The researchers worked with a civil society media group to host and video debates in which candidates answered questions about their qualifications and policy stances. The field team then loaded a projector, a sound system, and a generator into a truck and drove to randomly selected communities around the country. They projected the candidate videos onto the sides of polling center buildings after sunset. Casey remembers engaged, energetic scenes among the large crowds of people gathered, as they watched the videos and discussed them.

The project revealed that the information shared in the public debate screenings changed the way people voted — in favor of higher-performing candidates. This type of information sharing also pushed candidates to invest more on campaigning in the places that had held screenings; moreover, the candidates who had participated in the debates had spent more on development projects 18 months after taking office.

Casey says that disseminating information to voters about their candidates appeared to close an accountability loop: “Voters are better informed and change their voting behavior; candidates change their campaign behavior; and it creates accountability pressure on elected officials,” she says.

Who is choosing the candidates?

Casey arrived at her next project by taking a step back from her recent findings and, again, asking the next natural question: Information may empower voters in making the best-possible election choice, but who’s selecting the candidates running for office? The answer was party leaders, who had internal selection processes that didn’t involve voters.

“Voters are perfectly enfranchised on paper,” Casey says. “Elections are free and fair, there’s high voter turnout; everybody’s super engaged. But, de facto, voters are kind of irrelevant.
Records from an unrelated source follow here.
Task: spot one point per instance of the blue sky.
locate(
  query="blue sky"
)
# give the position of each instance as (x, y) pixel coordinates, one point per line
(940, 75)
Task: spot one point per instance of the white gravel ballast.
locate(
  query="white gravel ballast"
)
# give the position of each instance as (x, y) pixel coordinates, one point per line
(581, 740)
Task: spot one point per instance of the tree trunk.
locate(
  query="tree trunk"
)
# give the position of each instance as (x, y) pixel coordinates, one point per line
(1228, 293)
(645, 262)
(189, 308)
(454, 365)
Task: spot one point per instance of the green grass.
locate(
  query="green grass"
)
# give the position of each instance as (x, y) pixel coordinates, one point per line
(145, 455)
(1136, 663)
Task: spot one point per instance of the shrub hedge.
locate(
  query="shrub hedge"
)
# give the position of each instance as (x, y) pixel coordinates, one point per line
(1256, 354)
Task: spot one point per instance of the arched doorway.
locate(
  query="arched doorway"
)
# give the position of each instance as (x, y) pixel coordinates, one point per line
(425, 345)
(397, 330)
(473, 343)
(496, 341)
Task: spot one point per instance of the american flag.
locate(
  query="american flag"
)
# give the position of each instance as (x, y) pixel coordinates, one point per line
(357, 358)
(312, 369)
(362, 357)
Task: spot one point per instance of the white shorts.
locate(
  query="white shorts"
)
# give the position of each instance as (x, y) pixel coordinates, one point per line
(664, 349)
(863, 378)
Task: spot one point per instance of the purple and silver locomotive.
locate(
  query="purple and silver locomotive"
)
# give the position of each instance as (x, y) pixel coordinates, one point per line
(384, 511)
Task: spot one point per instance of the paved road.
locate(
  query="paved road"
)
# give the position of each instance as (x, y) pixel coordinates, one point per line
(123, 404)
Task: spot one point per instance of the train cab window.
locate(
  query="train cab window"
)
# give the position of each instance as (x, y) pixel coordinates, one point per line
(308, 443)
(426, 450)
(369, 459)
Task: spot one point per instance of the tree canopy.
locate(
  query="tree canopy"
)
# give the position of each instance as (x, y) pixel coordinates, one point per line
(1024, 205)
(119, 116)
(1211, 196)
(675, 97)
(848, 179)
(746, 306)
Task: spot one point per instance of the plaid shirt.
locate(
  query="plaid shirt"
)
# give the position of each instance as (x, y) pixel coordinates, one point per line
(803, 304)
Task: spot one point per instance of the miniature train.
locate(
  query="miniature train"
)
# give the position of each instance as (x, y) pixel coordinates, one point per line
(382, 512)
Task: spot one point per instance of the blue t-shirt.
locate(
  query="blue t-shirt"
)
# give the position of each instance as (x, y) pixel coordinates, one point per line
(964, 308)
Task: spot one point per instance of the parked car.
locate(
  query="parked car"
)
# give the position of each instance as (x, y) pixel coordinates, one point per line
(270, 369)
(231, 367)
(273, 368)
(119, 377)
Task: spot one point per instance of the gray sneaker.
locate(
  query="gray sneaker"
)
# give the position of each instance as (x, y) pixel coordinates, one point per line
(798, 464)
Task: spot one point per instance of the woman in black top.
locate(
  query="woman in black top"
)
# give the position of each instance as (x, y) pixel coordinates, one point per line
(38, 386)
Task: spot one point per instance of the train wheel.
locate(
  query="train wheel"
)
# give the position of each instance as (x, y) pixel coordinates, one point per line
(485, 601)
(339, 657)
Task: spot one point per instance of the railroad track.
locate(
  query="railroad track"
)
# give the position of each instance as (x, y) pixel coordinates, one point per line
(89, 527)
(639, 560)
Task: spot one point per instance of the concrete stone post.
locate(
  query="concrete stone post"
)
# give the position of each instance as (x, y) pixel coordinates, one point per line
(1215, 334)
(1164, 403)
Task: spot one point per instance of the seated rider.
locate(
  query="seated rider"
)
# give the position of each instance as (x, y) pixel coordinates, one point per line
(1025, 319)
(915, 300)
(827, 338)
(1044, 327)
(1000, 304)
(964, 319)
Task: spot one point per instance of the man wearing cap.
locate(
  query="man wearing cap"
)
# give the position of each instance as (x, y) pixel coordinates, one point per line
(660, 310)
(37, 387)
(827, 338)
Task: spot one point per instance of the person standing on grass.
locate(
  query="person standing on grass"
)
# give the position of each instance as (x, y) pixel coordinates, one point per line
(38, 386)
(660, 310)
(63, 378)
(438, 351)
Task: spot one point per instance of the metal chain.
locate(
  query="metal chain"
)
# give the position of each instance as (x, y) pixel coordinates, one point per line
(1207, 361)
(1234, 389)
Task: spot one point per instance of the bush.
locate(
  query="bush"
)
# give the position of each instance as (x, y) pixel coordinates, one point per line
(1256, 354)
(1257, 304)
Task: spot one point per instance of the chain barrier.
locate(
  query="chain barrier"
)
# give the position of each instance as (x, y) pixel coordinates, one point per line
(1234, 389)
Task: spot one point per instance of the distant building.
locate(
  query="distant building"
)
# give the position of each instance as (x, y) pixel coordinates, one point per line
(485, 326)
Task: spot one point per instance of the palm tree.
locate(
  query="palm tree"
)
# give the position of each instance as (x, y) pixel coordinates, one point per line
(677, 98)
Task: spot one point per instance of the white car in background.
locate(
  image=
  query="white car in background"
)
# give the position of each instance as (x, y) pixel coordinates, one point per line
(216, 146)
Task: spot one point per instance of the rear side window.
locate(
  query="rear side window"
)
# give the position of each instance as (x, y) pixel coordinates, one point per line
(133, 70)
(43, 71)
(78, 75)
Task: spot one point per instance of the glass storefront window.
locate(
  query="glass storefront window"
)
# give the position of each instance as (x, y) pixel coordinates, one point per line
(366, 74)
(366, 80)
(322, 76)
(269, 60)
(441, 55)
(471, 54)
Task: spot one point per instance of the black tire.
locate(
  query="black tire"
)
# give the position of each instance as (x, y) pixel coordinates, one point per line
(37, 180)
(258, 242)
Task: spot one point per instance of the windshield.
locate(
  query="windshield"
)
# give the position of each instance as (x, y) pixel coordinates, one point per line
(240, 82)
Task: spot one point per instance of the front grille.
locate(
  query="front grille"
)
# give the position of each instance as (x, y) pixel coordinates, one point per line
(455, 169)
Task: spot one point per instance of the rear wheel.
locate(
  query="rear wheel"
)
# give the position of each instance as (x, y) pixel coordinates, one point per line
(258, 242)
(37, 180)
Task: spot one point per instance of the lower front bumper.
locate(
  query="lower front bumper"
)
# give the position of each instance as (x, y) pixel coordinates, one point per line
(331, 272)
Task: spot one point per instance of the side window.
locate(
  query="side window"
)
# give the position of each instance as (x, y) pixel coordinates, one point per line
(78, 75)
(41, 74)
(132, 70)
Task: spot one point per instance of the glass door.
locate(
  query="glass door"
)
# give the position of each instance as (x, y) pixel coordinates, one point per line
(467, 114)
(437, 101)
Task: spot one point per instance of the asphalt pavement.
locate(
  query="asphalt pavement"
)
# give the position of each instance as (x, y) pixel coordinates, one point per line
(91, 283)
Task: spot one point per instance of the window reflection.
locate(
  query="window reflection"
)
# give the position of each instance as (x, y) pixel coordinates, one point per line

Because the party chose the candidate, and most of the races are in regional party strongholds, so the candidate is near guaranteed to win the general election.”

So she and her fellow researchers worked with Sierra Leone’s two major political parties to experiment with a candidate-selection process that more closely resembled a U.S. direct-vote primary. The researchers would’ve preferred to organize binding direct-vote primaries, but the parties weren’t interested in going that far — instead, they struck a compromise, in which they hosted conventions where prospective candidates presented their qualifications and broadcast them over the radio to voters. Then, the researchers conducted opinion polls of voters, whose results were compiled into one-page reports to share with the parties. Party leaders were under no obligation to select the voters’ choice of candidate — but as it turned out, they often did, and ended up with higher-quality candidates as a result.

Back at the GSB, in her course Strategy Beyond Markets, Casey helps her students connect the dots between governance and market opportunities, in the U.S. and around the world.

“There’s not a country in the world where the government doesn’t intervene and shape market opportunities,” Casey says.

In low-income countries like Sierra Leone, the stakes of understanding these connections may be especially high, since governance institutions often play an outsized role in markets, and because measures of basic welfare stand to improve so much.

“The long-run goal of improving governance in low-income countries is that it opens up more space for private investment, which can be transformative,” Casey says. “If you get great companies in, running clean businesses, there’s job creation, human capital spillovers, and it’s just a great, powerful engine of growth.”